Figure 2 - Typical small office network

In this case the networked computer is connected to a port on the switch or hub through eth1, and all other office computers are each connected to one of the other ports. The exact same firewall configuration as that in Listing 4 can be used.

Required network settings for this configuration

To be able to access the internet using NAT a number of network configuration settings are required by each computer; the DNS server(s) IP address(es), the gateway IP, subnet mask and an IP address. For the networked computer these will all be supplied by the ISP; let's assume that the ISP provided the following:

The settings for each of the computers using NAT will then be:

Note that the gateway for the NAT-ed computers is the second network interface of the networked computer.

Scenario 3: Port forwarding

For the last scenario, let us imagine that instead of hosting your web server on the firewall machine you want to host it on one of the others, say 192.168.0.3. Let us also assume that you're using the Jakarta Tomcat web server which listens on port 8080 by default. Can we use iptables to forward all requests from the firewall to the web server, and to forward all the responses back through the firewall to the originating request? Absolutely and, again, we can do it through the magic that is NAT.

Figure 3 - Port forwarding

There are two types of NAT; source NAT (SNAT) and destination NAT (DNAT). Scenario 2 used SNAT where we altered the source address of the packets coming from our internal network. This scenario will use DNAT to change the destination address of packets coming into our networked machine from the internet.

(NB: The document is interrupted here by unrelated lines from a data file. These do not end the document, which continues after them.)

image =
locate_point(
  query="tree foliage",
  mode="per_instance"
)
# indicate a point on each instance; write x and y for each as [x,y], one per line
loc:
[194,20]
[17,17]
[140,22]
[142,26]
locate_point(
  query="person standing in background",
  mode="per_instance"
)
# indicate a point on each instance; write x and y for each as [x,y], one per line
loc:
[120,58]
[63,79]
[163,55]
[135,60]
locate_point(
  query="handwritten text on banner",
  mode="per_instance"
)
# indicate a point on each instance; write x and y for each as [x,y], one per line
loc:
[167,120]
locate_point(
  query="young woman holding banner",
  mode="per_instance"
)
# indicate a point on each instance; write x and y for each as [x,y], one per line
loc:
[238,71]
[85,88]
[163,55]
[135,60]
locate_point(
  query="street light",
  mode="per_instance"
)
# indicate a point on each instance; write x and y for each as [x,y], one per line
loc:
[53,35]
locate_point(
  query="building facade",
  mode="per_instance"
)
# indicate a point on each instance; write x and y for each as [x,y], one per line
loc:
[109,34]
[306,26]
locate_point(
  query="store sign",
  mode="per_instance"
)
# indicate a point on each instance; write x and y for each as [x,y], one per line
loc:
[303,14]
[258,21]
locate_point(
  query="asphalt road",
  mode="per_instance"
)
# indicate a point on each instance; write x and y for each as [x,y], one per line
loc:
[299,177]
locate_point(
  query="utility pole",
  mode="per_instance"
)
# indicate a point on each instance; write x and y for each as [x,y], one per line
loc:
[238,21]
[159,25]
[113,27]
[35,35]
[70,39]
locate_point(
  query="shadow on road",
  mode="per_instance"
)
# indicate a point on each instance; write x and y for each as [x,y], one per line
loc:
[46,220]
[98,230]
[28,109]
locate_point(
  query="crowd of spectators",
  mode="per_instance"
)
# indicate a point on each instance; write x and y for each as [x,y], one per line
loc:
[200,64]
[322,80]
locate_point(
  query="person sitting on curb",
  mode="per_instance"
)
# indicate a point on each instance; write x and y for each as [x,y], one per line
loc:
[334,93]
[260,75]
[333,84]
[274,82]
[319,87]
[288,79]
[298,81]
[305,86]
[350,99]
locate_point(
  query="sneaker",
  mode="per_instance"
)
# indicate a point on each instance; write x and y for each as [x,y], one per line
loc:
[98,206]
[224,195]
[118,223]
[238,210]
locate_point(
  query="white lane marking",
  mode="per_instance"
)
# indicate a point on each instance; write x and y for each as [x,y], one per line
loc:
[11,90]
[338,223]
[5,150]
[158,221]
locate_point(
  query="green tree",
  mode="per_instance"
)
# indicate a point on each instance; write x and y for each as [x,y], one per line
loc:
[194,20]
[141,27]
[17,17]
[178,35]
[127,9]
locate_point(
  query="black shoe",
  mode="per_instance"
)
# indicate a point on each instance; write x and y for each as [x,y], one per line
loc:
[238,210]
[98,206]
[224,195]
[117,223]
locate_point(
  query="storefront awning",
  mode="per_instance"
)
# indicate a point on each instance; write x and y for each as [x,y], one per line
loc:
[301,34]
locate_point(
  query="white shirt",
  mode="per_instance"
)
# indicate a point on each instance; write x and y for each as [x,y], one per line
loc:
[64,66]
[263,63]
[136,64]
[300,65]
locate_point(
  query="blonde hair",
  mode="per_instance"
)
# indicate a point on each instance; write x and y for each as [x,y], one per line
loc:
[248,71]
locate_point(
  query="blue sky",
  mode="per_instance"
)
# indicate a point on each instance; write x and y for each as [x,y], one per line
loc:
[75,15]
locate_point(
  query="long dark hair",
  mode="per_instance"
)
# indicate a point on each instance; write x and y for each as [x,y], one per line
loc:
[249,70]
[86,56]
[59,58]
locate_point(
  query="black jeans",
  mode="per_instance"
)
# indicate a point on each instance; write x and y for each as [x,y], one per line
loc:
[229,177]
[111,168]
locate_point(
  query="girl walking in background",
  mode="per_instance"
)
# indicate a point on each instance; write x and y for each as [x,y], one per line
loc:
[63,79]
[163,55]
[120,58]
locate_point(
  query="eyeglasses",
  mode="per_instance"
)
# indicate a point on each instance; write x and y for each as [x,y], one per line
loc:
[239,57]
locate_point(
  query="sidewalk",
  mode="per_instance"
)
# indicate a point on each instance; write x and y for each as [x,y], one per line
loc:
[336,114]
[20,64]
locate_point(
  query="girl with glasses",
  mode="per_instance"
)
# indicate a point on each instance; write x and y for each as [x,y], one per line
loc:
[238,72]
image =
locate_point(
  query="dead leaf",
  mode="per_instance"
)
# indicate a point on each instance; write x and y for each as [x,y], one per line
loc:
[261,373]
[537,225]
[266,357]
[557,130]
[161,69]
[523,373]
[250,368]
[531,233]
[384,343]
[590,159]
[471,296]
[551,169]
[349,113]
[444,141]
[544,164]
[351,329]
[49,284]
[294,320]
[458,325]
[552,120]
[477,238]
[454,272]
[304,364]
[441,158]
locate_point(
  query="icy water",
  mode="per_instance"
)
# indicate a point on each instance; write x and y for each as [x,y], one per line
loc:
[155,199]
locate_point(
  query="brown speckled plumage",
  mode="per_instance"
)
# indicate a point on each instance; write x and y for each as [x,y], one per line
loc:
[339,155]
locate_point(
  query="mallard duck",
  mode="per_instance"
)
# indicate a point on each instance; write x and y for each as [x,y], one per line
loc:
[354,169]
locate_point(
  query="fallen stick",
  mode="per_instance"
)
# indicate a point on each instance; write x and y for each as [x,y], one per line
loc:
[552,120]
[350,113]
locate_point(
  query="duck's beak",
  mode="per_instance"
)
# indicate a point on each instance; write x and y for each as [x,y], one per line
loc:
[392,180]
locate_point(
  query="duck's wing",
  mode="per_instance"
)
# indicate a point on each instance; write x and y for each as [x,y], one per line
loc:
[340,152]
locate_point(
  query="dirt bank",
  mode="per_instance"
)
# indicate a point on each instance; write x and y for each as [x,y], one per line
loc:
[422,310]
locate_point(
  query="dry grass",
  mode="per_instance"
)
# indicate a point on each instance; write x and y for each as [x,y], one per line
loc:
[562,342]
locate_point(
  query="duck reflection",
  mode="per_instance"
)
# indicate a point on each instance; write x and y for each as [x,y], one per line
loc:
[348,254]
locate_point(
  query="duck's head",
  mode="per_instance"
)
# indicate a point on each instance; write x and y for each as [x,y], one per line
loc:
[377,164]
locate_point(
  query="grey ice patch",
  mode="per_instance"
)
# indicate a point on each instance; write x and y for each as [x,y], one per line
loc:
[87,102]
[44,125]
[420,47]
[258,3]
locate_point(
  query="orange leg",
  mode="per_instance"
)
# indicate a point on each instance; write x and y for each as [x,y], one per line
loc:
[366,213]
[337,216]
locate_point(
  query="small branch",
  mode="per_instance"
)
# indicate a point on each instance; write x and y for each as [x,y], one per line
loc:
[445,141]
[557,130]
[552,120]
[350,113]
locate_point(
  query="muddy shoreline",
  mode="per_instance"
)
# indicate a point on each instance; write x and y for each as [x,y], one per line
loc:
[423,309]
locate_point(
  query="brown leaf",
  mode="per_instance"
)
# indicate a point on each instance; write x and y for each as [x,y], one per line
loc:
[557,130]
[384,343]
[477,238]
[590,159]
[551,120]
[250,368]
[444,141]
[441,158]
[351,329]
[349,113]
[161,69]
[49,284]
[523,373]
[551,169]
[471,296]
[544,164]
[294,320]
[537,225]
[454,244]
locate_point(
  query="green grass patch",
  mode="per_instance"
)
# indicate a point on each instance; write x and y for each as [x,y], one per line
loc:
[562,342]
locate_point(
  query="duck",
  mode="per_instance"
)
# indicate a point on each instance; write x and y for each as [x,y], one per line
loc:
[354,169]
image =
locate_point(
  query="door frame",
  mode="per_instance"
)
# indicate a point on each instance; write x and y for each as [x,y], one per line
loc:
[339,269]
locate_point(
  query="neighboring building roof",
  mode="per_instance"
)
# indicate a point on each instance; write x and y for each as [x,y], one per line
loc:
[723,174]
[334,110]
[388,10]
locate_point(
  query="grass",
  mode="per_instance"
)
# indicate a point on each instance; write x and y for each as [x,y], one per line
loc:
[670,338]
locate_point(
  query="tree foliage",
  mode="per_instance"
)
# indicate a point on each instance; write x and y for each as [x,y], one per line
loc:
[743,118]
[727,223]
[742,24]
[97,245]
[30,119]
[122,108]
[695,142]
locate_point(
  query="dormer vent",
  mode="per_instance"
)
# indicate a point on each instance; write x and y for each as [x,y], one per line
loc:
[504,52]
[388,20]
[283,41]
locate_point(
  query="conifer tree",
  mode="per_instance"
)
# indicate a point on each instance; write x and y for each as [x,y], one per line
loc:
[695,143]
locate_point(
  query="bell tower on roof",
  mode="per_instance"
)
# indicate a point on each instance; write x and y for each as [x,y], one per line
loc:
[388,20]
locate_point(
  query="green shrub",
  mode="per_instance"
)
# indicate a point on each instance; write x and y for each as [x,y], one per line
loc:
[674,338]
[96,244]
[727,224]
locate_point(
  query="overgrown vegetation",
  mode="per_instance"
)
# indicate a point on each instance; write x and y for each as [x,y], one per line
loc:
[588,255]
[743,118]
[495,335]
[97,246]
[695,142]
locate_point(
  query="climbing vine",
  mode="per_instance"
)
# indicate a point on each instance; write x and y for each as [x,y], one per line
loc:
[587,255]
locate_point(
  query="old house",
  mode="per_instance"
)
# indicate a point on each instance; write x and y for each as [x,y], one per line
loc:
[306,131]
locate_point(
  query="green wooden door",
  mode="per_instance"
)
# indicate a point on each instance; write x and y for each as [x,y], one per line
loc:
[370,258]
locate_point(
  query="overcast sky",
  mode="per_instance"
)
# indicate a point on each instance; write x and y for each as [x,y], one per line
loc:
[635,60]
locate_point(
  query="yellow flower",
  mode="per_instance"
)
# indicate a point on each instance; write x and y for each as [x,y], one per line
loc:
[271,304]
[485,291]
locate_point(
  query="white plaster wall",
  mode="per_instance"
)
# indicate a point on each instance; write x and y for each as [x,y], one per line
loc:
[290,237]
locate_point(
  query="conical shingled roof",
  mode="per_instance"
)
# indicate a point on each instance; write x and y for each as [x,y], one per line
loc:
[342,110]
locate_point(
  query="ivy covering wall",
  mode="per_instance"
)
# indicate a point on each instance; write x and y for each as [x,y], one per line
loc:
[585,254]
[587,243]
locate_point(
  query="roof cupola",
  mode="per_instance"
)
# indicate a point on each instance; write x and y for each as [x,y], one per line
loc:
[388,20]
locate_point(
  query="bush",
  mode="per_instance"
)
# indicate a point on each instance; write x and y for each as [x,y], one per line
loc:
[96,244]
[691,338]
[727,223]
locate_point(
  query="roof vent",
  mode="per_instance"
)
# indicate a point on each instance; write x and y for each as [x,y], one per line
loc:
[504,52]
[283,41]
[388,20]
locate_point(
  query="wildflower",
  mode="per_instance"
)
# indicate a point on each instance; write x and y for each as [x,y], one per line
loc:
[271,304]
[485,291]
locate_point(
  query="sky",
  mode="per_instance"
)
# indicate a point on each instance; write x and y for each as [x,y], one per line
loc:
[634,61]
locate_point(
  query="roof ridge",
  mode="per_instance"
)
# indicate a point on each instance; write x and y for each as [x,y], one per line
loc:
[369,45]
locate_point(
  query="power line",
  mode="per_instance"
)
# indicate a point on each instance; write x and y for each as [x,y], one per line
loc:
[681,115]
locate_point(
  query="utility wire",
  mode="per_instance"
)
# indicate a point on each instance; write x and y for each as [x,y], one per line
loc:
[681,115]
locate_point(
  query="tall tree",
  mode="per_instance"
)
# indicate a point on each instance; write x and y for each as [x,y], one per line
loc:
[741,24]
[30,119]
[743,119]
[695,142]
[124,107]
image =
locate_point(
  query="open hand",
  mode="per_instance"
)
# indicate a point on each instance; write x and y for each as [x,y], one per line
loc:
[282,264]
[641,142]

This can be accomplished by adding one simple line (44) to our firewall:

40 *nat
41 
42 # set up IP forwarding and nat
43 -A POSTROUTING -o eth0 -j SNAT --to 1.2.3.4
44 -A PREROUTING -i eth0 -p tcp -d 1.2.3.4 --dport 80 -j DNAT --to 192.168.0.3:8080
45
46 COMMIT

Ensure you have enabled the kernel's IP forwarding when using the nat table. Now all connections originally bound for port 80 on our networked machine will be forwarded to port 8080 of 192.168.0.3.

Last Remarks

One type of connection we did not cover was 'pings'. If you are running a server it is generally a good idea to allow echo-requests pings through the firewall using the following rule:
-A INPUT -p icmp --icmp-type echo-request -j ACCEPT
You can use the -s option to limit the source IPs that are allowed to ping your machine.

Lastly, a common misconception among many people is that a firewall is "the last line of defence". It is not. It is only the first line of defense in what should be a properly secured, configured and up-to-date machine.

Community Disclaimer

This article is intended as introduction to iptables with practical and useful examples. It is nothing more and nothing less.